«¡Por fin! Servicio acabado» pensó Ethan cuando terminaba de abrocharse su arrugada camisa blanca. Mientras estaba frente al espejo, observó a la señora Memphis que aún yacía en la cama.
Para ser una señora de cincuenta y siete años, aún se conservaba bien. Su cabello era rubio platino perfectamente peinado y era dueña de unos preciosos ojos verdes. A legua se notaba que tenía un gran cirujano plástico, no contaba con ninguna arruga en su rostro, ni un gramo de grasa en su cuerpo y poseía unos pechos más que generosos y firmes. Sin duda era una de las clientas favoritas de Ethan, ya que no le suponía ningún sacrificio ir con ella a eventos de la élite londinense y para que engañarse, le venía de fábula a su bolsillo.
—Ethan, cariño—se levantó de la cama y se abrazó a su cintura—Es posible que te necesite la semana que viene. Me voy a Ámsterdam unos cuantos días. Ya sabes, negocios, y quiero llevarte conmigo.
—Leena…—le sonrió con picardía a través del espejo—Estoy disponible para ti cuando quieras—se dio la vuelta quedando frente a ella—Siempre y cuando seas buena conmigo—la señora Memphis le metió un fajo de billetes en la cintura de sus boxes negros mientras con la otra mano jugueteaba en su interior—Siempre tan ardiente…—la besó en el cuello y sonrió.
—¿Cuándo me dejarás probar tu boca, Ethan? Sabes que no hay problema en cuanto a dinero. ¡Me muero por sentir tu boca en la mía!—intentó hacerlo, pero Ethan se alejó.
—Eso no está en discusión—zanjó el asunto con una sonrisa fingida—Ahora querida Leena—le dio un azote travieso—Tengo que marcharme. Un placer, como siempre.
Ethan abandonó la suite del Hotel Hilton. Mientras bajaba en el ascensor, se puso a contar el dinero que le había pagado la señora Memphis. Había 2.500 libras, siempre le pagaba de más, ya que la ilusa dama esperaba que él se enamorara locamente de ella y dejara su trabajo. Ethan no quería dejarlo, le gustaba el dinero fácil y apenas tenía que esforzarse. Sólo tenía que acompañar a las señoras donde quisieran que fueran. Le pagaban cenas, teatros, conciertos, todo lo que fuera necesario y pocas de ellas le exigían sexo.

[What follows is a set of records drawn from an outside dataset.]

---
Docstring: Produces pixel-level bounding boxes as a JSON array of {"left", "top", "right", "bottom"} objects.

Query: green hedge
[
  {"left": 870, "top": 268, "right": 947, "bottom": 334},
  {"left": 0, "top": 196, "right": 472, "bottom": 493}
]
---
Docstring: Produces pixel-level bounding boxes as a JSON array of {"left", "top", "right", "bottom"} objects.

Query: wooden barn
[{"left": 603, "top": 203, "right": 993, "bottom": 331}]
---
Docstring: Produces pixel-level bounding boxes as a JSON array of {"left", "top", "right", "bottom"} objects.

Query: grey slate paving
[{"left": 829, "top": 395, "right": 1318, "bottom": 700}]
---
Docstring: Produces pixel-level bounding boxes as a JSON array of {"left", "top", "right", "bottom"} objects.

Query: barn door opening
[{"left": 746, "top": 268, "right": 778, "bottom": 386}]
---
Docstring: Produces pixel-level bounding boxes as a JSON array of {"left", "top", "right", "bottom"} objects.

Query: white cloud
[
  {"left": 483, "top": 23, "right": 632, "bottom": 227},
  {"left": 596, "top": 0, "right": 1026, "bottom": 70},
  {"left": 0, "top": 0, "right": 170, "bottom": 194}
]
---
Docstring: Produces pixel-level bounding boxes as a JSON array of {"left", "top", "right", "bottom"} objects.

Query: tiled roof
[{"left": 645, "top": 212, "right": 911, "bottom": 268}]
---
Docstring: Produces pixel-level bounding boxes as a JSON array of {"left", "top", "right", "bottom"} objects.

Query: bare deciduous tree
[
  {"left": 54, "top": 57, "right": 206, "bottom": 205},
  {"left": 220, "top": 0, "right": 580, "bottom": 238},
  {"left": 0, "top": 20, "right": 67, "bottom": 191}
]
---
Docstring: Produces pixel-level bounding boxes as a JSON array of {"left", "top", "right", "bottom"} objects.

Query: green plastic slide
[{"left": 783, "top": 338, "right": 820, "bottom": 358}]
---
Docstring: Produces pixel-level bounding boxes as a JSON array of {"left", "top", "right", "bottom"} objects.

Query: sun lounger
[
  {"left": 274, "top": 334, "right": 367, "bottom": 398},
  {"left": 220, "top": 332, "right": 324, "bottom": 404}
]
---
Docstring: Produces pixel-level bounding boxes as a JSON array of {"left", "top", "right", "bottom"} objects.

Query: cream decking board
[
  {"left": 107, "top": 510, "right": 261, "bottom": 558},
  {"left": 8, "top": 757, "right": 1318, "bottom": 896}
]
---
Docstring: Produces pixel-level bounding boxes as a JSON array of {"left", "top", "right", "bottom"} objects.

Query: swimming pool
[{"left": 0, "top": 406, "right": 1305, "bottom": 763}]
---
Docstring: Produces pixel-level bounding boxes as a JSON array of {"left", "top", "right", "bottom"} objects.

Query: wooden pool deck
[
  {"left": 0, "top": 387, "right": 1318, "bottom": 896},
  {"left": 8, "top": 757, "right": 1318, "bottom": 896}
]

Había estudiado derecho, pero jamás había ejercido. Era un hombre inteligente y perspicaz, no era ningún insensato, sabía lo que se hacía y eso sin duda le venía que ni pintado para su profesión.
Sus clientas lo demandaban por todas esas razones. Querían un perfecto caballero y de paso alardear de su espectacular físico.
Era un hombre alto, aproximadamente de un metro ochenta, de pelo castaño, siempre alborotado y sedoso. Sus ojos eran de un azul verdoso rodeados de espesas pestañas. Poseía un cuerpo fibrado sin llegar a ser muy musculoso y su rostro estaba adornado con unos graciosos lunares y una barba perfectamente cuidada. Su punto fuerte era su sonrisa, a veces cínica, pícara y seductora, pero nunca dejaba que lo besaran en los labios. Se lo había prometido a una persona muy especial para él.
Salió a la calle, era uno de los pocos días que el sol hacía acto de presencia en la ciudad. El ambiente era un poco más cálido de lo habitual, así que Ethan sacó sus carísimas gafas de sol y se dispuso a remangarse su camisa hasta los codos. Se detuvo frente a un escaparate para echarse un vistazo. Estaba impecable con su pantalón de pinzas, su camisa blanca y su chaleco, en cuanto se dio el visto bueno siguió caminando hasta la boca del metro.
Después de llegar a su casa en la que había vivido toda la vida, se duchó y se puso cómodo en su dormitorio. A los pocos minutos sonó su móvil del trabajo. Ethan puso los ojos en blanco ¿Podría descansar dos días seguidos?
—¿Sí?—le hablaron unos segundos—Sí, me interesaría. Pero no salgo barato—el interlocutor al otro lado de la línea siguió hablando—Está bien, nos vemos mañana allí, quizá lleguemos a un acuerdo—colgó el teléfono con una sonrisa en los labios. ¡Un mes completo de servicio! Sin lugar a dudas esa era una buena noticia, recibiría una fuerte cantidad de dinero que le ayudaría a respirar.